Do not use Ghostscript, but rather use pdftk for merging PDFs. pdftk is a more 'dumb' utility than Ghostscript (at least older versions of pdftk are) when it comes to merging PDFs, and this dumbness can be an advantage...
Update
To answer once more, but this time more explicitly (following the extra question of #sacohe in the comments below. In many (not all) cases the following procedure will work:
Re-'distill' the input PDF files with the help of Ghostscript (preferably the most recent version from the 9.0x series).
The command to use is this (or similar):
gs -o redistilled-out.pdf -sDEVICE=pdfwrite input.pdf
The resulting output PDF should then be using different (unique) prefixes to the font names, even when the input PDF used the same name prefix for different font (subsets).
This procedure worked for me when I processed a sample of original input files provided to me by 'Mr R', the author of the original question. After that fix, the "skipped character problem" was gone in the final result (a merged PDF created from the fixed input files).
I wanted to give some feedback that unfortunately the re-processing trick doesn't seem to work with ghostscript 8.70 (in redhat/centos releases) and files exported as pdf from word 2010 (which seems to use ABCDEE+ prefix for everything). and i haven't been able to find any pre-built versions of ghostscript 9 for my platform.
you mention that older versions of pdftk might work. we moved away from pdftk (newer versions) to gs, because some pdf files would cause pdftk to coredump. #Kurt, do you think that trying to find an older version of pdftk might help? if so, what version do you recommend?
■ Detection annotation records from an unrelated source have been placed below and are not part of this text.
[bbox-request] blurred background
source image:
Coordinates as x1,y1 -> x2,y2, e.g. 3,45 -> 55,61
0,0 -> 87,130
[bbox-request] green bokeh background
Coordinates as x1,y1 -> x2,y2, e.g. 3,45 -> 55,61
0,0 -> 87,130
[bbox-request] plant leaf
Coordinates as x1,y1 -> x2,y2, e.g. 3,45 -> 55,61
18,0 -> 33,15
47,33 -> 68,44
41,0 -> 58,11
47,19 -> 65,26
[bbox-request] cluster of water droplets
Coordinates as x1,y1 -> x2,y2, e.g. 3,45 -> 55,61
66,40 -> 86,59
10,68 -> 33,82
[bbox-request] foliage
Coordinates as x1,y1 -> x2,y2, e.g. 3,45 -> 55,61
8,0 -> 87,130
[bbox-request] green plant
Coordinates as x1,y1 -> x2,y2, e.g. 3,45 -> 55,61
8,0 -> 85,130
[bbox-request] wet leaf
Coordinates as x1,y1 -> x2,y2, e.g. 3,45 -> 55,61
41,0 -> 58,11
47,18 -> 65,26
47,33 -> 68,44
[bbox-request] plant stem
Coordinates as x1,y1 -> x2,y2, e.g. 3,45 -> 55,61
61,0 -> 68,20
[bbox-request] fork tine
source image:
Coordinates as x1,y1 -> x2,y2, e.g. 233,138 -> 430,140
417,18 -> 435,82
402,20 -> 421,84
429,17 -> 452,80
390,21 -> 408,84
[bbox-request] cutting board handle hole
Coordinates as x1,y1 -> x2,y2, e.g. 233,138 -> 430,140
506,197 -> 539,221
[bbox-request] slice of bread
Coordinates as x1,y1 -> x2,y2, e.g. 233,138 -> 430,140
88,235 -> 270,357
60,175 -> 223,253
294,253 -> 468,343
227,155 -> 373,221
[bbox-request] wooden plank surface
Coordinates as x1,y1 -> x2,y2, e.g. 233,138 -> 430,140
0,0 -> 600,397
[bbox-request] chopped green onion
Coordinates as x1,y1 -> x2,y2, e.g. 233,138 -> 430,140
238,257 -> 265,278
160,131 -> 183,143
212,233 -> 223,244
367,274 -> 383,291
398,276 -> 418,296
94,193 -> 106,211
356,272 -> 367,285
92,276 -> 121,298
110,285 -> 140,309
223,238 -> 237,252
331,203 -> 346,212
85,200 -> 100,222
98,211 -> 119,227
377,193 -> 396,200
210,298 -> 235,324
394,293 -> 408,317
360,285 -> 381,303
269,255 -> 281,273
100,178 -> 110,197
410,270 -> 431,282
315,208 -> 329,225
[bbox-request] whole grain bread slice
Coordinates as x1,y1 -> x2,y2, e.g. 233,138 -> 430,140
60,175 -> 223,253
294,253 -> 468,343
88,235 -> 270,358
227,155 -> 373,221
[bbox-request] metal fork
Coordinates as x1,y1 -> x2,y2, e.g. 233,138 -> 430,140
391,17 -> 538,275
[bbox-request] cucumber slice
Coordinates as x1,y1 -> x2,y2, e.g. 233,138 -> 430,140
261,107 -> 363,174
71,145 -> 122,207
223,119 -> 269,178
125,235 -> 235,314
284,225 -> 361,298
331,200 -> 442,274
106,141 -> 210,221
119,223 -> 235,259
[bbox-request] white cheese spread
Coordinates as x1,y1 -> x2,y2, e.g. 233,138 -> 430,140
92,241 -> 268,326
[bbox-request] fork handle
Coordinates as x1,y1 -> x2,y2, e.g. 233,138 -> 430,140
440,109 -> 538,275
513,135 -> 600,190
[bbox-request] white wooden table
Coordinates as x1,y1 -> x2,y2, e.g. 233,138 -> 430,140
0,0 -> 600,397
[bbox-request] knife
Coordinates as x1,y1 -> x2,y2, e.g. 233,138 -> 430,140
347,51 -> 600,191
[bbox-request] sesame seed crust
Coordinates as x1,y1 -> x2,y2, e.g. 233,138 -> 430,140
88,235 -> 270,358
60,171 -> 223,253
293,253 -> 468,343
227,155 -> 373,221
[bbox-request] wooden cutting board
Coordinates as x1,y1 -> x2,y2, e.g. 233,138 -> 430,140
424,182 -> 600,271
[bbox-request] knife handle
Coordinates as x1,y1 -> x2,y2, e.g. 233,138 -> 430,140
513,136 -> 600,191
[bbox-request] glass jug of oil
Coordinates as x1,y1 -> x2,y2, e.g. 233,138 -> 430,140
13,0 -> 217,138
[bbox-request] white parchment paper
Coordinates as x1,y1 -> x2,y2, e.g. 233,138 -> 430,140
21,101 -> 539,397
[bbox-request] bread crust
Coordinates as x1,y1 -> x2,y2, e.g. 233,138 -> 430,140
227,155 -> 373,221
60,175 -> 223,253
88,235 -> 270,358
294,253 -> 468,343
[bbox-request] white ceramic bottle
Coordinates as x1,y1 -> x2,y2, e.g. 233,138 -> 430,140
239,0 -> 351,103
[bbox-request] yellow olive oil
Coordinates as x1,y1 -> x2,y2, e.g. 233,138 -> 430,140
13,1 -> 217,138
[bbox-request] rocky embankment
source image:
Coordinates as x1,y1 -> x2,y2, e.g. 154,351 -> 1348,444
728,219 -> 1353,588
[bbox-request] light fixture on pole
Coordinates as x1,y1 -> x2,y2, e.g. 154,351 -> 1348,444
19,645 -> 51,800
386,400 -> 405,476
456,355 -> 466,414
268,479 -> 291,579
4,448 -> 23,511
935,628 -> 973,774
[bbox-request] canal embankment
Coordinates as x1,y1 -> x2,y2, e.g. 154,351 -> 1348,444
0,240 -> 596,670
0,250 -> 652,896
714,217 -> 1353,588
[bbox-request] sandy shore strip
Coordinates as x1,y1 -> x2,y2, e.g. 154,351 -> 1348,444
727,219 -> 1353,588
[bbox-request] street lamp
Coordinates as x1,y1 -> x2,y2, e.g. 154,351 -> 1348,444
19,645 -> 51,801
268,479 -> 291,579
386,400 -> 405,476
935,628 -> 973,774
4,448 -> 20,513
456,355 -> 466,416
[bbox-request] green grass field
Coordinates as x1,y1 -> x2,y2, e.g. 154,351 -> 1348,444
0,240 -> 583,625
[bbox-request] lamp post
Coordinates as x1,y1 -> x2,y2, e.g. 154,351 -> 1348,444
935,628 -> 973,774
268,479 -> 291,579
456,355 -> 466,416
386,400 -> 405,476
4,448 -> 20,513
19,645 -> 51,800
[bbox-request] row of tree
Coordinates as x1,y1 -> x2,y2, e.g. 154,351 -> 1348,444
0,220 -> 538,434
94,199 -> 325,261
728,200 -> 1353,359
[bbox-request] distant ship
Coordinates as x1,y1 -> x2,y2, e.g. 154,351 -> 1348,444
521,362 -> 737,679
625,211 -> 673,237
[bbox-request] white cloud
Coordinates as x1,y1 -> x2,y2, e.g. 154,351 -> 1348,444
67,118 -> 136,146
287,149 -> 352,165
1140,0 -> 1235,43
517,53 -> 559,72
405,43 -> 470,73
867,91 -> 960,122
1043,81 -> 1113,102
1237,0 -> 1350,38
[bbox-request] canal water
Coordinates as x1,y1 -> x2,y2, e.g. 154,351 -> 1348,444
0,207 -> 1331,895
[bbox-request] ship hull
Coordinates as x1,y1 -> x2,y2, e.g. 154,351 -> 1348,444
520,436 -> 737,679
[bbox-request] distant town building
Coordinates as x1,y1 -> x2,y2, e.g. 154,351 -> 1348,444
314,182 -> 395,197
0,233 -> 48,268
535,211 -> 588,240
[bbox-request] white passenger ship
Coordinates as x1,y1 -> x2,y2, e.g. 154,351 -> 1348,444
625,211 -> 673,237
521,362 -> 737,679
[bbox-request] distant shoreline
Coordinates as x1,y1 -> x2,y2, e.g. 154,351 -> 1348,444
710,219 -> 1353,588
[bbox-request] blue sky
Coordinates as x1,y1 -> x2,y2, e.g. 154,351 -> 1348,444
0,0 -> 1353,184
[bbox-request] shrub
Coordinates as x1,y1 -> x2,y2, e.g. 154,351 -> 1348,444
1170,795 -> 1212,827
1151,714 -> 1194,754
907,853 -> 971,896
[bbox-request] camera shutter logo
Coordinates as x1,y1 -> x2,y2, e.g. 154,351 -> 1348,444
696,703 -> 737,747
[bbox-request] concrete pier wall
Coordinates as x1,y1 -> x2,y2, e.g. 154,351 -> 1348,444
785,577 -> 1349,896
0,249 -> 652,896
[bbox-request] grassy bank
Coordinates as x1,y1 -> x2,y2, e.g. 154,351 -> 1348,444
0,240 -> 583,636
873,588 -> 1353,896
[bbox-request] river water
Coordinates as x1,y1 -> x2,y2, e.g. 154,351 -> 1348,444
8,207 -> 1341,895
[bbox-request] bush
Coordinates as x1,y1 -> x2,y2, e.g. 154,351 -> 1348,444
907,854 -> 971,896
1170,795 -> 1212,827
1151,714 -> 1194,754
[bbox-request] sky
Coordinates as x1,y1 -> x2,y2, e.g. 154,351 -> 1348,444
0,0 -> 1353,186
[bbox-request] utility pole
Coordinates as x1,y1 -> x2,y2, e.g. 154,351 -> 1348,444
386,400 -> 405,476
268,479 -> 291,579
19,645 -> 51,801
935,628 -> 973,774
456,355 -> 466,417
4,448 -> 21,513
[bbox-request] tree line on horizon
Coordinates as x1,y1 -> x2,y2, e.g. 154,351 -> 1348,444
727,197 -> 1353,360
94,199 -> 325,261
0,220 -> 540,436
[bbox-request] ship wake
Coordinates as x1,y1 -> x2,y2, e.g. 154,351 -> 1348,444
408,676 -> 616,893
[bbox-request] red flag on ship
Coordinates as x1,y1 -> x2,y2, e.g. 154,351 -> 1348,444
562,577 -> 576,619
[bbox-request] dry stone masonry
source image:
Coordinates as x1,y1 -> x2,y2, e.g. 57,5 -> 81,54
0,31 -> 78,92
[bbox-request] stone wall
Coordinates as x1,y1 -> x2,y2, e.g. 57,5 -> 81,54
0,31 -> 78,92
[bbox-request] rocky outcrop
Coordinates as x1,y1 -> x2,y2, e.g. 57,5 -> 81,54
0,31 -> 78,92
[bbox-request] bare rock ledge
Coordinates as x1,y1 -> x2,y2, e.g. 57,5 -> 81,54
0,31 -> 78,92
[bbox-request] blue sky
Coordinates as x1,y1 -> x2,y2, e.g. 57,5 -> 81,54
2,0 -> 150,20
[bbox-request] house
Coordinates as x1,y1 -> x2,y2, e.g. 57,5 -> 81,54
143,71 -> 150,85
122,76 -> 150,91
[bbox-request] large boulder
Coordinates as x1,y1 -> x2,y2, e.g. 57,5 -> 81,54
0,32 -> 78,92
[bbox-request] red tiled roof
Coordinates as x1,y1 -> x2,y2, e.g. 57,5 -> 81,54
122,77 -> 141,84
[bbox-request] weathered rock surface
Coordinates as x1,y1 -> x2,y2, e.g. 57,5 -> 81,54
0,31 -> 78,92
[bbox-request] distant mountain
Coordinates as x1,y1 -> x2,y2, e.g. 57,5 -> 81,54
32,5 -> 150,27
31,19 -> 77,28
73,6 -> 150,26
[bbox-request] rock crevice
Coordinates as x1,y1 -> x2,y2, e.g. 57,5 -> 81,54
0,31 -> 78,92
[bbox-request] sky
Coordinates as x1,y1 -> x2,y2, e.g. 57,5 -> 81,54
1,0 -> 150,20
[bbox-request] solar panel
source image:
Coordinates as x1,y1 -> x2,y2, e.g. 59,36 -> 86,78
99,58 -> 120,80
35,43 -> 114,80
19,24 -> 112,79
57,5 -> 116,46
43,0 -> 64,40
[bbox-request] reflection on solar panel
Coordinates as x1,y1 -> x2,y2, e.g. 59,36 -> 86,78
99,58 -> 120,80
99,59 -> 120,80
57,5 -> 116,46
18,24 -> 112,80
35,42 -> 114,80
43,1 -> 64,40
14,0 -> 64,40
another ugly method that halfway works is to use:
-sDEVICE=pdfwrite -dCompatibilityLevel=1.2 -dHaveTrueType=false
which converts the fonts to bitmap, but it then causes the characters on the page to be a bit light (not a big deal), trying to select text is off by about one line height (mildly annoying), and worst is that even though the characters display ok, copy/paste gives random garbage in the text.
(I was hoping this would be a comment, but I guess I can't do that, is answer closed?)
From what I can tell, this issue is fixed in Ghostscript version 9.21. We were having a similar issue where merged PDFs were missing characters, and while #Kurt Pfeifle suggestion of re-distilling those PDFs did work, it seems a little infeasible/silly to us. Some of our merged PDFs consisted of up to 600 or more individual PDFs, and re-distilling every single one of those to merge them just seemed nuts
Our production version of Ghostscript was 9.10 which was causing this problem. But when I did some tests on 9.21 the problem seemed to vanish. I have been unable to produce a document with missing or mangled characters using GS 9.21 so I think that's the real solution here.